It is possiblle to derive a mathematical formula for the exposure
process which accounts for the two phases of the exposure without
a-priori knowledge of the form of the image. In one formulation,
the charge at any point along a single column can be shown to be the
sum of the exposure received at that point in the image plus a
proportion of the line integral of the image exposure along the column
below the current point. The signal is given by a Volterra
integral equation. This type of equation can be solved (at least
in principle) as long as the various exposure-related parameters are
known or can be estimated from the image.
A practical solution can be attempted by starting at the bottom of the
column: the signal in the next image pixel upwards is given by the
exposure at the next position plus a constant times the exposure in the
bottom position. A similar argument can be made for the third row
and indeed for all the rows up the column to the top.
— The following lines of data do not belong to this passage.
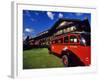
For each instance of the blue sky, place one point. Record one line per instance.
(35, 22)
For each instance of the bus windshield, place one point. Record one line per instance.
(85, 39)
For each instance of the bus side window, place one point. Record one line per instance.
(60, 40)
(66, 39)
(73, 39)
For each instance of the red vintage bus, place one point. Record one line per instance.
(73, 48)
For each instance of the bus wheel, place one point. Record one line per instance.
(65, 60)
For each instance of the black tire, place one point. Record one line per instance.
(65, 60)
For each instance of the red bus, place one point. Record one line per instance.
(73, 48)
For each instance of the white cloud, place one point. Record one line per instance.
(60, 15)
(29, 30)
(79, 14)
(50, 15)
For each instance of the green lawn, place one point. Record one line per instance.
(40, 58)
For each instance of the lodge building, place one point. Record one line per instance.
(62, 26)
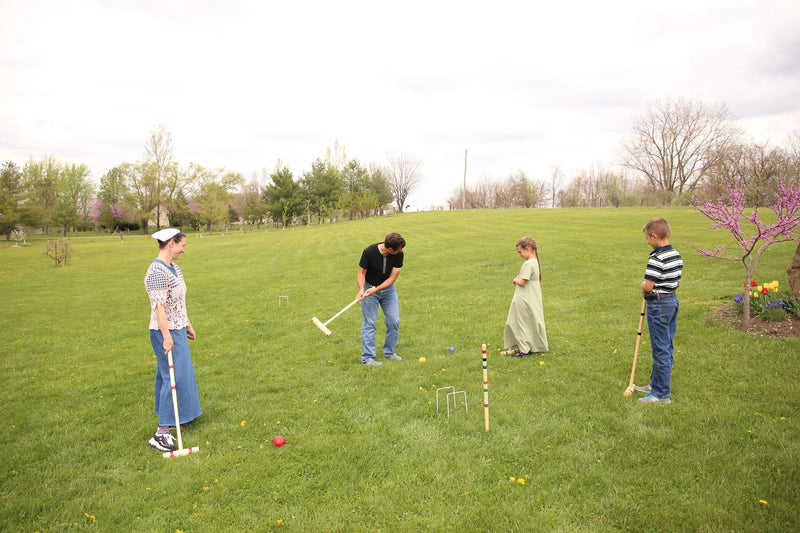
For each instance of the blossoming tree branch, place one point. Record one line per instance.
(753, 234)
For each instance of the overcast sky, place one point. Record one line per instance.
(519, 85)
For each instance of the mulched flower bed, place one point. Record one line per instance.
(781, 329)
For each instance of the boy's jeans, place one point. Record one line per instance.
(662, 319)
(387, 300)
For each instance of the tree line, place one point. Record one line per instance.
(678, 149)
(156, 191)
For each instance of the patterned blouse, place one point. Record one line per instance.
(165, 286)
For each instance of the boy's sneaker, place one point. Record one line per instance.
(654, 399)
(163, 441)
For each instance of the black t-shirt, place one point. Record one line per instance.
(379, 267)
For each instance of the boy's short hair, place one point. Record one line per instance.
(658, 227)
(527, 242)
(394, 241)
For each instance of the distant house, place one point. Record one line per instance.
(164, 222)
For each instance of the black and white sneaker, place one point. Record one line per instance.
(163, 441)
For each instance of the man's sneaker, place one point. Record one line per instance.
(654, 399)
(163, 441)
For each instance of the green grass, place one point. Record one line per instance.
(367, 449)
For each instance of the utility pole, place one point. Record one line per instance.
(464, 188)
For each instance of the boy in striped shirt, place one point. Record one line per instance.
(662, 277)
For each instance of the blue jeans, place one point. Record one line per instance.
(387, 300)
(662, 320)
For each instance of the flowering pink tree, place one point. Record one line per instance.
(95, 210)
(729, 216)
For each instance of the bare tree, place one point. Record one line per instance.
(405, 176)
(556, 178)
(676, 141)
(158, 153)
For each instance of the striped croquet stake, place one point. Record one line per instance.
(485, 389)
(181, 451)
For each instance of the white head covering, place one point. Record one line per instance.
(166, 234)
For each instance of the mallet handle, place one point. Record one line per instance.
(174, 398)
(638, 341)
(340, 312)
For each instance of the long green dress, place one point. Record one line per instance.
(525, 323)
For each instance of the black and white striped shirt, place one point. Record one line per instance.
(664, 268)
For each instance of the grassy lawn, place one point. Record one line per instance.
(366, 448)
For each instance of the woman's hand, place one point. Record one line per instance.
(168, 344)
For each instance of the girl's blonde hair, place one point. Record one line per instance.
(530, 244)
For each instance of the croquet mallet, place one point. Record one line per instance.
(181, 451)
(323, 327)
(631, 386)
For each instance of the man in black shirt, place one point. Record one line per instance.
(378, 270)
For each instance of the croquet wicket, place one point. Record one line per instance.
(485, 388)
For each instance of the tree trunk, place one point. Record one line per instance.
(794, 272)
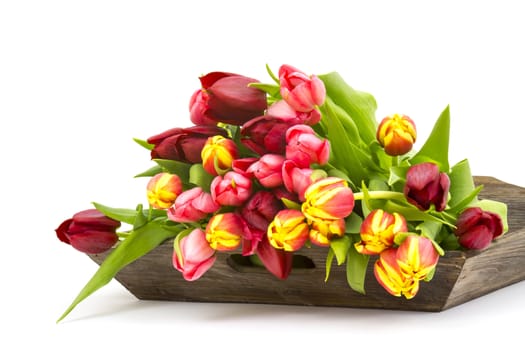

The correct scaling constants can be supplied by knowing the exposure
and readout times (and assuming that the image remains constant
throughout both periods). Alternatively, it is also possible to
estimate the optimum constants from teh image itself if some
constratints can be applied (such as knowing the image exposure at the
top and bottom of the column for example). This approach can
accommodate a time-varying image brightness (very important for the
bio-luminescent example!) and also a non-uniform sensitivity across the
photosites of the CCD.
second image shows the result of applying the un-smearing algorithm to
the test image. It is immediately obvious that the bright
vertical streaks have gonce, and it is also possible to see clearly the
variation in brightenss within the lower rows of wells which had
prevuiously been "swamped" by the smear. This image can be used
for quantitative analysis.
No Free Lunch!
The unsmearing algorithm is very successful
indeed, even with "real" rather than test images. It has been
deployed commercially and has also been patented
It is not however without its limitations. Although the intensity
offsets associated with the smear have been wholly removed, the extra
light that was detected by each photosite during the charge shifting
part of the exposure carries with it extra noise (this is "shot" noise
- the CCD collects charge as finite numbers of discrete charge
The algorithm is not able to remove the noise associated with the smear
- which is proportional to the square-root of the smear exposure.
The corrected image has been contrast-enhanced to show the faint
residual noise in each smeared column. The lesson is clear: all
exposure incurs noise, including the "smeared" exposure, and noise
cannot be avoided!
That said, the noise in this example is quite extreme because the four
rows of bright wells are near full-scale exposure, and the camera has
16-bit-equivalent dynamic range. The method is entirely practical
and can transform an un-usable image into a quantitative measurement.